Black models stage topless protest in Rio, Rio de Janeiro Fashion Week 2013
Last week BW of Brazil brought you brief coverage the latest edition of the São Paulo Fashion Week, one of the two main annual fashion events in the country and, as usual, it showcased a spectacle full of models who looked as if they came directly from Paris, London and Rome, even with the African theme of the new designs. As has been regularly featured here, “blackouts” on Brazilian runways are nothing new. So now the second major fashion event of the year, Fashion Rio takes center stage and for the second year in row, black models make a statement by parading topless in public (see video of act below). In an act in celebration of the November Month of Black Consciousness as well as a new agreement designed to feature at least a few more models of color, black models perhaps captured more attention in a short act than they normally get during the near week of the fashion event. So, again, there is an agreement that 10% of the models featured in the show with be of African descent, but let’s not get too excited. Why? 1) 10% is still quite a meager quota for an Afro-Brazilian (preto/black + pardo/brown) population estimated at 100 million and, 2) A 10% quota was promised a few years ago but was not honored at the actual show. Let’s just wait and see what happens.

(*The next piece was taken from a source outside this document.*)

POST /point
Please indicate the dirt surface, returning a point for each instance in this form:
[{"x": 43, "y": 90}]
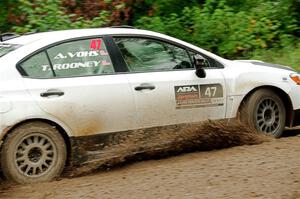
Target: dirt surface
[{"x": 267, "y": 170}]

A group of about 40 artists and models took part in an act in the Zona Portuária, in front of Píer Mauá (in Rio de Janeiro), where the first night of parades of the season autumn/winter Fashion Rio will take place late on Wednesday, November 7). According to director of the group Palco dos Mil Sonhos (meaning Stage of a Thousand Dreams), Leonidas Lopes, the presentation is a celebration of the Month of Black Consciousness (November).
The presentation came a day after the signing of a commitment by the company putting on the event, Luminosidade, and the Public Defender Rio de Janeiro, recommending a quota of 10% of black models on the catwalk.
“The term of the commitment is a celebration of a step that can bring a space that is still not there in Rio. The aesthetic design sold by fashion does not meet the proposed use of the majority of the population,” said Moses Alcuña, public policy coordinator of the NGO Educafro.